On Tue, 18 Nov 2008, cpghost wrote:

Hi,

On Tue, Nov 18, 2008 at 02:23:05PM +0100, cpghost wrote:
On Tue, Nov 18, 2008 at 12:07:32PM +0000, Bjoern A. Zeeb wrote:
On Tue, 18 Nov 2008, cpghost wrote:

On Tue, Nov 18, 2008 at 10:34:24AM +0100, [EMAIL PROTECTED] wrote:
Oh yeah, since we're in wishful thinking mode, I want interface
descriptions too...

Have you looked at the 'name' and 'group' keywords in ifconfig(8)?
If this isn't what you want, please expand on your wish.

It is not what I want.

On routers, switches and lots of other boxes from most vendors you can
associate a description string with each interface - where interface
can be a physical port, or for instance a VLAN based interface. This
description string is useful to document things like

- what is the box at the other end of the cable connected to this port
- what is the port at the other end of the cable connected to this port
- what is the circuit id for the circuit this port is connected to
- what is this port used for

etc. Typical example, from one of our switches (Cisco syntax):

interface GigabitEthernet0/12
 description TO: fs1.td  ID: BTN-11510092  TXT: gi1/0/7 EoSDH 50 Mbps
 switchport trunk allowed vlan 123,770,1024,1500,1504,1528,1536

showing the first three points I mentioned above.

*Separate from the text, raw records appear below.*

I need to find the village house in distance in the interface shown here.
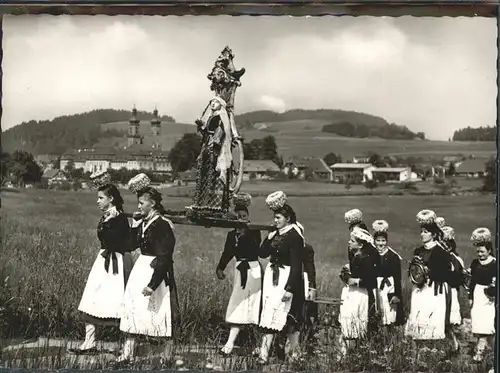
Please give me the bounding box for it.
[60,107,172,173]
[40,107,485,189]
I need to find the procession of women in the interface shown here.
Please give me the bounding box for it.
[67,172,496,370]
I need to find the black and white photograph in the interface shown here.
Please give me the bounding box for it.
[0,11,498,373]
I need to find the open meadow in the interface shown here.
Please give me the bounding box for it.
[0,189,496,372]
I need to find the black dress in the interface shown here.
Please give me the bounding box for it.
[350,246,380,337]
[259,227,305,330]
[79,209,133,326]
[121,215,181,338]
[377,249,404,325]
[217,229,261,275]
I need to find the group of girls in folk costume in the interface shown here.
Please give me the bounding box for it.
[339,209,380,348]
[469,228,497,361]
[71,173,133,354]
[216,191,317,363]
[118,174,179,361]
[259,192,306,363]
[72,172,178,362]
[372,220,404,329]
[405,210,453,341]
[216,194,262,355]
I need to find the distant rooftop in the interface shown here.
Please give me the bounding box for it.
[330,163,373,169]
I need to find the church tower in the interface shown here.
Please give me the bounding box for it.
[128,105,142,146]
[151,107,161,136]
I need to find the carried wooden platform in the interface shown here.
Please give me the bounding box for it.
[125,211,275,231]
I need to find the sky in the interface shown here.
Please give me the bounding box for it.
[2,15,497,140]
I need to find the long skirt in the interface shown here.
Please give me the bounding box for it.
[120,254,172,337]
[78,250,132,323]
[226,261,262,325]
[405,284,448,340]
[377,276,397,325]
[450,288,462,325]
[470,285,495,335]
[339,285,369,339]
[259,263,302,331]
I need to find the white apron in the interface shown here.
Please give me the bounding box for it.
[339,285,369,339]
[376,276,396,325]
[450,288,462,325]
[226,261,262,325]
[259,263,293,331]
[120,254,172,337]
[470,285,495,335]
[405,283,448,340]
[78,250,125,319]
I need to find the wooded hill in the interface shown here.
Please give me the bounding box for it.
[453,126,497,141]
[2,109,425,154]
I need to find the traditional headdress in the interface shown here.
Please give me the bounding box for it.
[434,216,446,228]
[470,228,491,246]
[372,220,389,232]
[339,264,351,284]
[90,171,111,189]
[417,206,443,237]
[266,190,287,211]
[344,209,363,224]
[372,220,389,240]
[233,193,252,209]
[441,226,455,241]
[351,227,374,246]
[417,210,437,225]
[128,173,151,194]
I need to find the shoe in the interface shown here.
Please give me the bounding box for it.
[68,347,97,355]
[252,347,260,356]
[219,346,233,357]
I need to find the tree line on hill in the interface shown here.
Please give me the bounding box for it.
[2,109,175,154]
[452,126,497,141]
[1,144,497,192]
[168,133,283,173]
[2,109,425,159]
[322,121,425,140]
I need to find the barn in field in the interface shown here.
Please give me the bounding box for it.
[372,167,412,183]
[283,158,333,181]
[243,160,280,180]
[42,168,68,187]
[330,163,376,183]
[455,159,486,178]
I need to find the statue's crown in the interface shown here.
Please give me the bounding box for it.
[207,47,245,109]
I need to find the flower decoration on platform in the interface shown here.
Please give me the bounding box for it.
[434,216,446,228]
[90,171,111,189]
[372,220,389,232]
[470,228,491,246]
[344,209,363,224]
[441,226,455,241]
[233,193,252,208]
[351,227,374,245]
[128,173,151,193]
[266,190,287,211]
[417,210,437,224]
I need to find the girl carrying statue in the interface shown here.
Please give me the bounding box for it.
[193,96,239,211]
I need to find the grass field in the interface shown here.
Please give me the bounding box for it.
[0,189,495,372]
[100,120,496,159]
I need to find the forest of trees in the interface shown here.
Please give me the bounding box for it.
[235,109,389,127]
[2,109,175,154]
[323,122,425,140]
[453,126,497,141]
[168,133,283,173]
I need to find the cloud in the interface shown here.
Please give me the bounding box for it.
[259,95,286,113]
[2,16,497,139]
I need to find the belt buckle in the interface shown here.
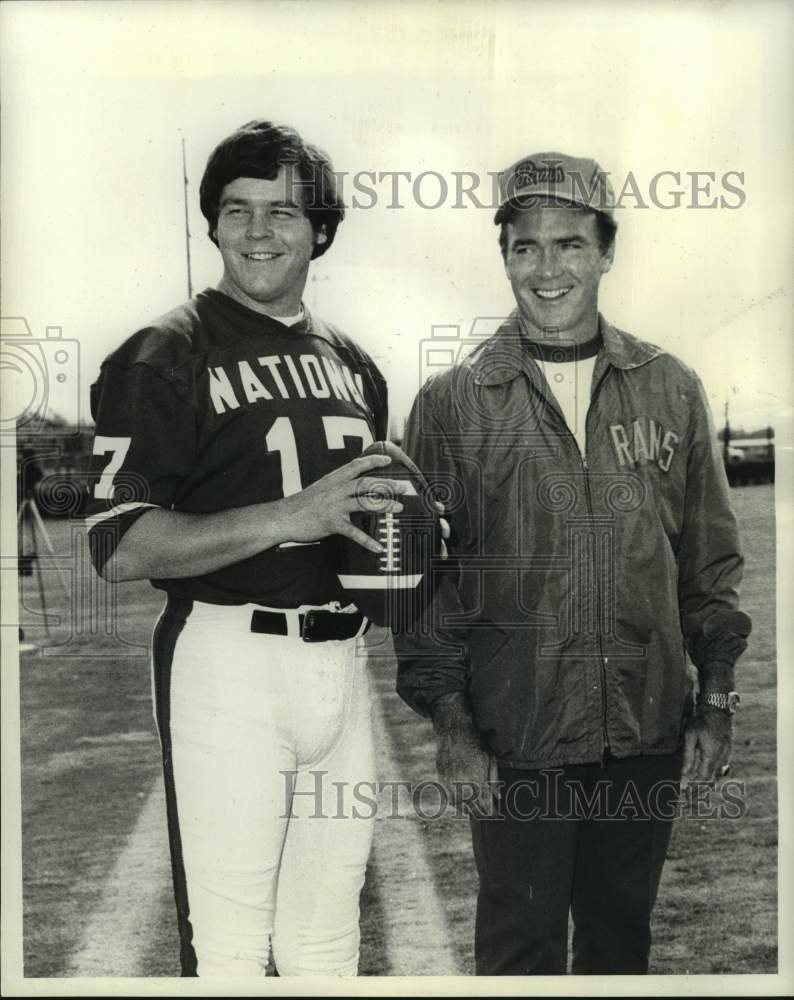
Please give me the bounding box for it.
[299,609,325,642]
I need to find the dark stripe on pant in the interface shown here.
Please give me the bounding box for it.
[152,597,198,976]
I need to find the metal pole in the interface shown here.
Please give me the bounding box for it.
[182,137,193,299]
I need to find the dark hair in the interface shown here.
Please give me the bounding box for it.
[494,198,618,258]
[200,118,345,259]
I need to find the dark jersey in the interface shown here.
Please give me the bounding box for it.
[88,289,387,607]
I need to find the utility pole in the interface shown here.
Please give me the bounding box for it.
[722,399,731,462]
[182,136,193,299]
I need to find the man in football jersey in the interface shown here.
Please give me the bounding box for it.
[397,153,750,975]
[89,121,404,976]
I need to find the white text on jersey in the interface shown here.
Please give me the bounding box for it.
[208,354,366,413]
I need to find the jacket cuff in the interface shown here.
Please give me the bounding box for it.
[698,660,735,695]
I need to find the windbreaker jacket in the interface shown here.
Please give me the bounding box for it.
[395,313,745,768]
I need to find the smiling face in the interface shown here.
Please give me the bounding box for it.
[505,206,614,343]
[215,166,326,316]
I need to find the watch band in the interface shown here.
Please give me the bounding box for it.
[698,691,741,715]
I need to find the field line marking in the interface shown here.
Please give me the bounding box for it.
[371,661,461,976]
[66,778,171,978]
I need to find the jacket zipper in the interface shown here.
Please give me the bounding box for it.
[574,446,609,766]
[541,364,610,752]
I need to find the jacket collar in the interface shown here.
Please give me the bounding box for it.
[470,309,664,385]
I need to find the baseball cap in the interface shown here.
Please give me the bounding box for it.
[494,152,615,225]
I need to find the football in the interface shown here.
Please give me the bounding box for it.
[337,441,441,632]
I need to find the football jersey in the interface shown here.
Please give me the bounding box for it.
[87,289,388,608]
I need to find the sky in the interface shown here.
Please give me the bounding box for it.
[0,0,794,429]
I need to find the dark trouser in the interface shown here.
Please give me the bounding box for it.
[472,753,682,976]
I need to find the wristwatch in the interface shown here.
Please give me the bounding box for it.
[698,691,741,715]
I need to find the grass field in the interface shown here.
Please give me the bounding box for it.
[13,486,777,977]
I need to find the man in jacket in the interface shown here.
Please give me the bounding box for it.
[397,153,749,975]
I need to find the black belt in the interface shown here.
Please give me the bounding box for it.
[251,608,369,642]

Such a description string is can normally be retrieved using SNMP.

Yes, that's a very useful addition. I'm administering a lot of Cisco
boxes, and this desc field has been extremely useful over the years.

Maybe an ifi_desc field could be added to:

 /usr/src/sys/net/if.h:struct if_data

and some glue so that ifconfig(8) can read and write to it?
How long should this field be at most?

This is nothing the really belongs in the kernel.

Add an "interface" to set/get the information per interface (index,
name, ...) and store the actual data in a file maybe.
Make the format extensible to store other meta data that
people may want to think along with it in the future.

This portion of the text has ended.